Putting the customer experience first in testing

Huw Price, VP Application Delivery, CA Technologies, discusses putting customer experience at the forefront in testing.

In 1970, Winston W. Royce described the sequential development model, but noted an inherent weakness in it: there was a lack of feedback at each stage. Now known as the waterfall model, this weakness is generally acknowledged and there is an awareness that waiting too long for feedback can drastically reduce the likelihood that software will deliver the experience which the user actually wants.

This has been brought into sharp focus with the additional pressure on IT to deliver software which reflects user expectations. These are now set higher than ever, and yet are changing faster. Most organisations have therefore at least partially adopted new methodologies.

‘Information hops’ and the waterfall model

The nature of the waterfall model means that you design a system, you develop it, and then you test it – in that order. Each of these linear stages involves taking information in one form, such as a requirements document, and manually converting it into another format, such as code, test cases, and test plans.

These conversions will be called ‘information hops’. Each can be immensely time-consuming, while potentially introducing misunderstandings and errors at each stage.

Take test case design as an example. As requirements in a pure waterfall model are often stored as large, written documents, there is generally no automated way to derive test cases from them. Instead, tests are manually derived.

This can be hugely laborious, and a complex system usually has more paths through its logic than even the most talented tester can come up with in their heads. Manually derived test cases therefore typically leave the majority of a system exposed to defects; one team we worked with spent six hours creating 11 test cases with just 16% coverage, for example.

As a consequence, many defects go undetected, while the linearity of the waterfall model means that testing starts late and the time between working with the user to identify their needs and delivering them software to review can also be lengthy.

When a defect is finally discovered, it might have been perpetuated throughout the system and is therefore costly and time-consuming to remedy. Often, errors might simply ne left in once a system had fallen over the ‘waterfall’, and a change to the user’s desired experience might have to be ignored.

New models, same issue

‘Agile’ has arisen partly to shorten the feedback loop, placing the desired user experience at the forefront of testing and development. The focus has changed to working iteratively with the user to understand their needs upfront, while incremental development promises to make changes easier to implement.

The goal has become to deliver a ‘minimal viable product’ with each iteration, so that there could be constant reviews.
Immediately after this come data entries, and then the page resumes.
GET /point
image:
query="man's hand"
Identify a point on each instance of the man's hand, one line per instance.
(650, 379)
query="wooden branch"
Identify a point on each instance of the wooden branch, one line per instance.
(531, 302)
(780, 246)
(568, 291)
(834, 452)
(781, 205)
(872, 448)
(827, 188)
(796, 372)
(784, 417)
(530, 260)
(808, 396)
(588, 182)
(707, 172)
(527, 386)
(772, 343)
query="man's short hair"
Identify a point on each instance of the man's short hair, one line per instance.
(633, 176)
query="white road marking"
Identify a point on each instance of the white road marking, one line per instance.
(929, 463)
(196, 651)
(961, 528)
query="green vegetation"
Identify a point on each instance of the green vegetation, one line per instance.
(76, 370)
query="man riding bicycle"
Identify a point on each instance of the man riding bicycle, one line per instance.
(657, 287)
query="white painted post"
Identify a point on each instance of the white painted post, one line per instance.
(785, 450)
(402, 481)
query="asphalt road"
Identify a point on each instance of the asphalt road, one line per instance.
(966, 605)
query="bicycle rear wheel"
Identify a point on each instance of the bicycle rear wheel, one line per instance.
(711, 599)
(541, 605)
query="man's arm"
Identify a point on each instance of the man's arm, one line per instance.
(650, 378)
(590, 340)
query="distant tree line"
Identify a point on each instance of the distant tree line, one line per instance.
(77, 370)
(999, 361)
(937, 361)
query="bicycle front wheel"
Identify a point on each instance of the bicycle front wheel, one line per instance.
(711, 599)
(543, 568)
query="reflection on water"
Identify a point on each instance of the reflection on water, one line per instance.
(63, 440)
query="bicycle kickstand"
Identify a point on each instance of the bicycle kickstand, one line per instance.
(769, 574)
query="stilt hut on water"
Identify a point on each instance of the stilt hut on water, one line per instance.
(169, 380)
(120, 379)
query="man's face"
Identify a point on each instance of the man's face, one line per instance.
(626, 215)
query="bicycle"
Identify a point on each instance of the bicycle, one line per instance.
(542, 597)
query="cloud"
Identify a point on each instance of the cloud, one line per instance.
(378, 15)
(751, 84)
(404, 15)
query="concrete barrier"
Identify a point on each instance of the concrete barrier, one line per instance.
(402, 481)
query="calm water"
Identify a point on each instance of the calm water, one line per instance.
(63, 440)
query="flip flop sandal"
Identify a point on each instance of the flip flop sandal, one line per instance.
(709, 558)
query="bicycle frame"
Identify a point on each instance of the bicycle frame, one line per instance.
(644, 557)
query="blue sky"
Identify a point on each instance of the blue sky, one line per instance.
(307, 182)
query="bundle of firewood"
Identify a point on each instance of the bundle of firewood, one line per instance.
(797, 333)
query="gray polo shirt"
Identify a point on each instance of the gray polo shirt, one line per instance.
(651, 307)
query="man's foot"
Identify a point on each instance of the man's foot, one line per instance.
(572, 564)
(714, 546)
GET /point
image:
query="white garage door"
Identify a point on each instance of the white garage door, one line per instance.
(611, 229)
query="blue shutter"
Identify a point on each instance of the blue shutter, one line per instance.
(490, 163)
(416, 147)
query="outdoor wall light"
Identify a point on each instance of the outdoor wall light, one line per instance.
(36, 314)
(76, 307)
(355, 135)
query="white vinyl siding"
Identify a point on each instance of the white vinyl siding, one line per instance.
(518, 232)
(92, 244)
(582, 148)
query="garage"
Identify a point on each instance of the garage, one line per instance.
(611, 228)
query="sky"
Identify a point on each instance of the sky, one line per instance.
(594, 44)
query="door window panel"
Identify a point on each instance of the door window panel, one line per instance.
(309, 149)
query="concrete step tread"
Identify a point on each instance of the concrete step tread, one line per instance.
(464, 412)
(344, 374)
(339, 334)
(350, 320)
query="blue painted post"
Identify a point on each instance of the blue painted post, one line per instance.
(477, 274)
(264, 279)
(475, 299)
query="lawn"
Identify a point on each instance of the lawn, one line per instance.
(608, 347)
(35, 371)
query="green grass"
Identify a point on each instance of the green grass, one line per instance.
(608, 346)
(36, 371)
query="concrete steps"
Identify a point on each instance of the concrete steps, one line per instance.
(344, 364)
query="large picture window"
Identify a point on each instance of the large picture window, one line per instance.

The ‘shift left’ further aims to do the hard thinking about what users want earlier, while also involving testers far earlier to avoid late rework.

However, for many teams, the linear stages of designing, developing, and testing remain, albeit under the guise of a sprint. These ‘mini-waterfalls’ carry over many of the challenges of previous models, and changing user needs still do not often work their way throughout the software lifecycle.

Many manual information hops remain, and the requirements gathering process has not essentially changed, even if the supposedly complete specification of the waterfall model has been replaced with fragmentary user stories and change requests.

The stories are still blocks of text from which tests must be manually and unsystematically derived. Coverage remains low, and manual test case design and maintenance are still too slow to reflect changing user needs.

Moreover, user stories are still written in ambiguous natural language, far removed from the logical steps of a system which need to be developed. This reduces the likelihood that test cases will reflect the actual desired user experience, so that defects still go undetected until it’s too late to fix them.

Collapsing the linear stages with ‘active’ requirements

In order for testing to confirm that the desired user experience has been delivered, manual information hops must be reduced, and a greater degree of systematism and automation introduced.

Assuming that knowledge of the desired user experience has been successfully elicited by business analysts, it must be documented in a format which can be used directly in testing and development, to avoid information hops.

Formally modelling requirements offers one way to document the desired functionality in a way that reflects the logic of a system, and which can be used directly by testers and developers. However, it has historically been viewed as something which is too hard for anyone but the most adept techies, introducing a further information hop as the Business Analyst’s requirements need to be modelled.

Fortunately, flowcharting offers a format with sufficient formality, and is already used by BAs. BAs already create high level functional models, and testers and developers can then overlay the additional functional logic and data they need. If sub-flows are used to embed sub-processes within higher level master flows, abstraction and traceability is also achieved, while non-technical stakeholders can work with only as much detail as they need to fulfil their roles.

The detailed functional models can be used to automatically generate optimized test cases. As a flowchart is essentially a directed graph, automated homotopic analysis can be used to identify every path through it. These paths are equivalent to the test cases needed to cover all the functionality set out in the requirements. Optimization algorithms such as All Pairs can further be applied, to reduce the paths down to the smallest set needed to retain functional coverage.

Testing becomes fully automated

Testing then becomes a largely automated comparison of the requirements to the system that’s been developed, especially if test execution is also automated. However, the biggest pay off comes when the requirements change. Because tests are traceable back to the model, they can be updated automatically when the model changes. Testing can thereby react to changing user needs, validating within the same sprint that the desired change has actually been delivered.